Tom Hanks e la moglie Rita Wilson sono guariti e sono tornati a Los Angeles dopo settimane in isolamento in Australia per il coronavirus. I coniugi del cinema sono arrivati a Los Angeles a bordo di un jet privato e sono stati paparazzati in macchina, con il noto attore al volante, mentre si dirigevano verso casa. La brutta avventura era iniziata in un viaggio di lavoro e piacere in Australia, dove entrambi si erano recati per girare un film diretto da Baz Luhrmann su Elvis Presley.

Tamponi e ricovero in Australia

Nella terra dei canguri, i primi sintomi, lo stato di indisposizione in un momento di allerta mondiale e la decisione di sottoporsi ai tamponi, risultati positivi. In quel momento è stato ritenuto necessario il ricovero per qualche giorno in ospedale prima di costringerli alla consueta quarantena in isolamento a casa. Con un messaggio congiunto, diffuso sui loro social, Tom Hanks e Rita Wilson avevano comunicato al mondo il contagio che li aveva travolti, nonostante gli effetti sembravano essere, sin da subito, poco preoccupanti.

Rita Wilson aveva fornito un numero di telefono

A tal punto che dopo qualche giorno sono stati dimessi e la Wilson ha anche fornito un numero di telefono per poter comunicare con i fan o chi avesse voluto ricevere loro notizie.
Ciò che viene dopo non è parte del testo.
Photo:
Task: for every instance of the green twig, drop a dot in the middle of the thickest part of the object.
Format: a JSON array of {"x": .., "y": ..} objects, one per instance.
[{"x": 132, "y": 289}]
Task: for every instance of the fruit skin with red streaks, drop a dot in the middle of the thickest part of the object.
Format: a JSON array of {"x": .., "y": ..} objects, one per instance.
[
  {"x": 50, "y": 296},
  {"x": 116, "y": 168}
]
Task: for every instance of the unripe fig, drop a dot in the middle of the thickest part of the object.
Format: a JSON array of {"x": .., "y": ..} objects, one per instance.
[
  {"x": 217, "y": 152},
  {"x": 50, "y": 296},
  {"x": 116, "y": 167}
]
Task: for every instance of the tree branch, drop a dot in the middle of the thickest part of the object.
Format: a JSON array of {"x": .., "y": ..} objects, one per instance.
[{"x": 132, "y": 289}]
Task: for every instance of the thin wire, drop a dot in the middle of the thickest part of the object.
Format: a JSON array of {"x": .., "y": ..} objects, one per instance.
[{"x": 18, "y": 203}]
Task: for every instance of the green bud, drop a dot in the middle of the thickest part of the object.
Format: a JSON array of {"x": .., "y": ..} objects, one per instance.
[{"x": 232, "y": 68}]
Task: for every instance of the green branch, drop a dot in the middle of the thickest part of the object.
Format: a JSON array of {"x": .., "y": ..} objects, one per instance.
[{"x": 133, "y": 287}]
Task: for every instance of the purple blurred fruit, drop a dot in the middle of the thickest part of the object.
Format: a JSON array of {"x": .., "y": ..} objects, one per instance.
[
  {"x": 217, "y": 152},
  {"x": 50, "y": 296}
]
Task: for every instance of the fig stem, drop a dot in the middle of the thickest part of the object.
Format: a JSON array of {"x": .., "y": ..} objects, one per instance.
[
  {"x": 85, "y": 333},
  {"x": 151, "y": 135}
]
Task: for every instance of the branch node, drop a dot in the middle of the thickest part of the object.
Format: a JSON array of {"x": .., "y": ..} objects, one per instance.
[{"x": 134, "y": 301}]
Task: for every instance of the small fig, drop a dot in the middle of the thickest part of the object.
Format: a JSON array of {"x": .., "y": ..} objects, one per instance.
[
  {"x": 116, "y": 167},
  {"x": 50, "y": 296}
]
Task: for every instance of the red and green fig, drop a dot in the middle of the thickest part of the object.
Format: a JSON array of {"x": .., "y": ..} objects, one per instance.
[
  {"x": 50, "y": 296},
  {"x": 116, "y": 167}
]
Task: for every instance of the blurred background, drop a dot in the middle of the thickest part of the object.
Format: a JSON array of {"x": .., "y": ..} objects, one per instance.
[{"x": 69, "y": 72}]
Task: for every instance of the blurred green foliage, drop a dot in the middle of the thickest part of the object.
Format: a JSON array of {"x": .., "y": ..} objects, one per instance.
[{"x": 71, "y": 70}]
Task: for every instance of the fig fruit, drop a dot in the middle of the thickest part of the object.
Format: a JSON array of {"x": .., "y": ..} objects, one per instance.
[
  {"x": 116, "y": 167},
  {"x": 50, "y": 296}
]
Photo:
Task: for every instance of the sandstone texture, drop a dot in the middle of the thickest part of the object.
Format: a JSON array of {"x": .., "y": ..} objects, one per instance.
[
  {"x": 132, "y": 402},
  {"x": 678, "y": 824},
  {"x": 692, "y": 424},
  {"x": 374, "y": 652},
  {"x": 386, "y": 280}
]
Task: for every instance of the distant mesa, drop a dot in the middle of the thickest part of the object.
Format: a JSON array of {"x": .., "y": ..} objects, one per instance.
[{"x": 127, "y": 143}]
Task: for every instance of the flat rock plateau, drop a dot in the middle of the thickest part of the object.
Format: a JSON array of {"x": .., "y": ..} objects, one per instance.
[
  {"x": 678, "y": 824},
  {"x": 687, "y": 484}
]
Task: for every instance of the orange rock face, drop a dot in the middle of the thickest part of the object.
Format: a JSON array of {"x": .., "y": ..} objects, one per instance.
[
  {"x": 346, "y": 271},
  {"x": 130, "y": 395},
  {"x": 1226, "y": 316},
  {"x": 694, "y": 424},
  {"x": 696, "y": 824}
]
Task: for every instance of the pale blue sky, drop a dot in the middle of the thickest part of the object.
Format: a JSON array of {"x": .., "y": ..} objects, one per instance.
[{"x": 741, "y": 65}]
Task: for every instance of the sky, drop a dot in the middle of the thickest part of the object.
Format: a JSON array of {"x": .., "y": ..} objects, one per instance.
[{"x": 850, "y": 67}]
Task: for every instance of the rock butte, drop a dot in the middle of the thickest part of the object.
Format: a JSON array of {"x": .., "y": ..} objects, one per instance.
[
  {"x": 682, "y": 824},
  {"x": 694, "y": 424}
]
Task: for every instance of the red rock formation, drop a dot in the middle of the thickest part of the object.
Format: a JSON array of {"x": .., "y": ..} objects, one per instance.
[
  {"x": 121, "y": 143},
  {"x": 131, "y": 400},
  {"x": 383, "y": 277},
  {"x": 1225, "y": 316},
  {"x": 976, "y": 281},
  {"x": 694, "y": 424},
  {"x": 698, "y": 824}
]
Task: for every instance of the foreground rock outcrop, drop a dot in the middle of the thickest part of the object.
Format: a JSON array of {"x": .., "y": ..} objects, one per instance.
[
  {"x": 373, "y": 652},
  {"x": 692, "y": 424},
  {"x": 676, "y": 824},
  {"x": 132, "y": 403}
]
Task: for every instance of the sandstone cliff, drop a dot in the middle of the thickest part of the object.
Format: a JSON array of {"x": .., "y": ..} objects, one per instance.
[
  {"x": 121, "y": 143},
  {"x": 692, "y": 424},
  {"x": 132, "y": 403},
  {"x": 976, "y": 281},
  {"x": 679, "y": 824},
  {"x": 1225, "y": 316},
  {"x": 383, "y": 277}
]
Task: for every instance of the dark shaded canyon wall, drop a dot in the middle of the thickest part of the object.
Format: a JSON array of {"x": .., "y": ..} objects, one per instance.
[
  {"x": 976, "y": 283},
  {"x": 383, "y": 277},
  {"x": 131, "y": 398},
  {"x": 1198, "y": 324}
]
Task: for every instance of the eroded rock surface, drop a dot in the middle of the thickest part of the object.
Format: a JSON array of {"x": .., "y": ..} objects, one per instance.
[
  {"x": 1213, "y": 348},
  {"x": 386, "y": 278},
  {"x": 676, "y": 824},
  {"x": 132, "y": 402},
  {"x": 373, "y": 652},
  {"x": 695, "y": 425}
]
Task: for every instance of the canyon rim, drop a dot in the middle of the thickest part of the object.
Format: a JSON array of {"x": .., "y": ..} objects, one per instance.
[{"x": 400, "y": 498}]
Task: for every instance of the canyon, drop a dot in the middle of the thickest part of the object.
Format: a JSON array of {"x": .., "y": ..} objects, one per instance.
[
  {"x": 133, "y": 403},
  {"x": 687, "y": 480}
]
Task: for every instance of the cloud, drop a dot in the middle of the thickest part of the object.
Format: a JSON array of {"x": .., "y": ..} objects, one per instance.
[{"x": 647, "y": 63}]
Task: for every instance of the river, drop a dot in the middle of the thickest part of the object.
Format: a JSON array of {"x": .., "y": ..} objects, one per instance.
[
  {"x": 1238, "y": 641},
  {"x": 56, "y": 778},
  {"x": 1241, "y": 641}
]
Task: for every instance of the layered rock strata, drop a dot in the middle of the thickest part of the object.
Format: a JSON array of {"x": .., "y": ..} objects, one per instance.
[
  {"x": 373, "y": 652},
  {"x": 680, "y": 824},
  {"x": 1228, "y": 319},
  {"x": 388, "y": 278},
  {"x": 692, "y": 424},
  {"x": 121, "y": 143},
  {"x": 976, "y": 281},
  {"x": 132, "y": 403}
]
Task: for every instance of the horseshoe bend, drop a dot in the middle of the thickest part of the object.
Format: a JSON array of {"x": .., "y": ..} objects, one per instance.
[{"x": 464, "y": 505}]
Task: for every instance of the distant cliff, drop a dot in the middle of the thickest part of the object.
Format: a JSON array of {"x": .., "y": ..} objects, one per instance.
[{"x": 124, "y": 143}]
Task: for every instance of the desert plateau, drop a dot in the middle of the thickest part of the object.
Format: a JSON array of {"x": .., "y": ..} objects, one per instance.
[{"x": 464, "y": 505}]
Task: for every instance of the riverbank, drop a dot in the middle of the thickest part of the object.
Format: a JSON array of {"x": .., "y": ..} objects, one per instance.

Un modo decisamente 3.0 di approcciare la malattia a casa e consentire di accorciare le distanze. Di seguito il messaggio integrale inviato il 13 marzo su Instagram:

Ciao gente. Rita Wilson ed io vogliamo ringraziare tutti coloro che qui si stanno prendendo così cura di noi. Abbiamo il coronavirus e siamo in isolamento, quindi non lo trasmetteremo a nessun altro. Ci sono alcune persone alle quali il virus potrebbe portare a malattie molto gravi. Lo stiamo affrontando giorno dopo giorno. Ci sono cose che possiamo fare per superare tutto ciò seguendo i consigli degli esperti e prendendoci cura di noi stessi e degli altri, no? Ricordate, nonostante tutto ciò che sta succedendo, non si piange nel baseball. Hanx.